U.S. February crude settled at $98.46, dropping $1.93, having fallen intraday to $97.91, pushing below the 50-day moving average at $99.07. For the week, front-month U.S. crude dipped 24 cents.
U.S. crude's deficit to Brent widened to $11.53 at the close, from $11.01 on Thursday.
Total Brent trading volume slipped 12 percent from its 30-day average, according to Reuters data. Total U.S. crude dealings were up 22 percent from the 30-day average.
A planned reversal of the Seaway crude oil pipeline in the United States is being delayed two months to June 1, pushing back near-term expectations that the U.S. Midwest crude oil glut will be eased.
U.S. gasoline and heating oil both weakened after Thursday's weekly oil data from the Energy Information Administration showed rising gasoline and total distillate stockpiles and weak demand.
U.S. gasoline demand last week plummeted to the lowest level in more than a decade, the EIA data showed.
Petroleum consumption in December declined 5.9 percent versus December 2010 and total 2011 demand fell 1.2 percent to an average of 18.9 million barrels per day compared with the previous year, the American Petroleum Institute said on Friday.
Iran and Sanctions
Japan pledged to keep cutting purchases of Iranian crude, the clearest public offer of support yet among Asia's big buyers for U.S. efforts to get consumer nations to stop buying Iran's oil.
European Union foreign ministers will assure Greece on Monday that it will still be able to buy oil on reasonable terms after the introduction of a planned EU ban on Iranian crude, a senior Brussels official said.

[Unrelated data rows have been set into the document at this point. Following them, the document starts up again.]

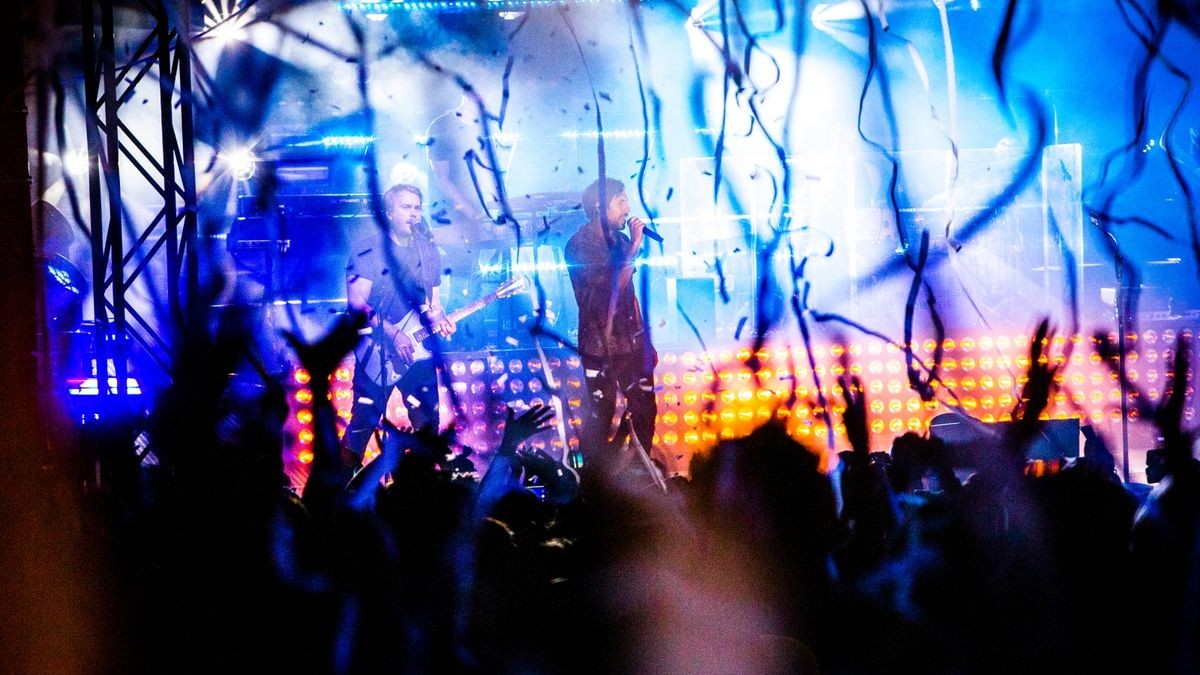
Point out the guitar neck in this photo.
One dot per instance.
(460, 314)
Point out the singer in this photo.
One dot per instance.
(615, 346)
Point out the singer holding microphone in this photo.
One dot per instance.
(615, 345)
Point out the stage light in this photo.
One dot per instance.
(75, 162)
(226, 19)
(240, 163)
(349, 142)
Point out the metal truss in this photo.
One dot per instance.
(121, 251)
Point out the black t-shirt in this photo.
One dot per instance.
(393, 294)
(594, 268)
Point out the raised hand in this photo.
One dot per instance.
(321, 358)
(1036, 393)
(520, 428)
(856, 416)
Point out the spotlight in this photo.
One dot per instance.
(226, 19)
(240, 162)
(75, 162)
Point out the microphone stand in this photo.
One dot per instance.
(1122, 350)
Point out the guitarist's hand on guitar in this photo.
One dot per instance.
(403, 346)
(441, 322)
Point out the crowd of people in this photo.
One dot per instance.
(760, 562)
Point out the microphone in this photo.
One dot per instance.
(649, 233)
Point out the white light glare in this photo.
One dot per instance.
(610, 133)
(347, 142)
(240, 162)
(75, 162)
(226, 19)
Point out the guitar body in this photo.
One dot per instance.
(382, 366)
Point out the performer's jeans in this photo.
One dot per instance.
(634, 374)
(418, 387)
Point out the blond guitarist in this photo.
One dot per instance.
(396, 299)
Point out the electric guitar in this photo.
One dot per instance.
(383, 365)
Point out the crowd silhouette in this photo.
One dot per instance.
(761, 562)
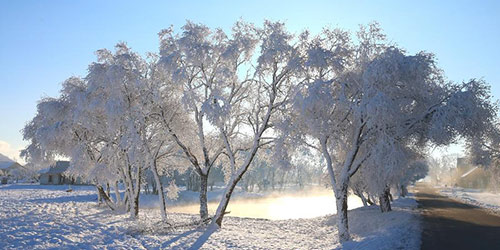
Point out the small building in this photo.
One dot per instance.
(55, 174)
(10, 171)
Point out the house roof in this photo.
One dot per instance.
(6, 164)
(58, 168)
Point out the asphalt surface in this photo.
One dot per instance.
(450, 224)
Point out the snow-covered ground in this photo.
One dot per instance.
(44, 217)
(484, 199)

EU ministers meet on Monday and are expected to announce sanctions on importing Iranian oil.
The expected statement on what terms talks with Iran could be started by major powers Britain, China, France, Germany, Russia, and the United States would be the latest signal the diplomatic path remains open to Iran despite tougher sanctions and speculation of a military strike on its nuclear facilities.
An ally of Iran's supreme leader called for Israel to be punished for killing a nuclear scientist.
French President Nicolas Sarkozy said that time was running out to avoid a military intervention. He appealed to China and Russia to support new sanctions. Russia and China are veto-wielding U.N. Security Council members that have been reluctant to back an oil embargo, let alone military force.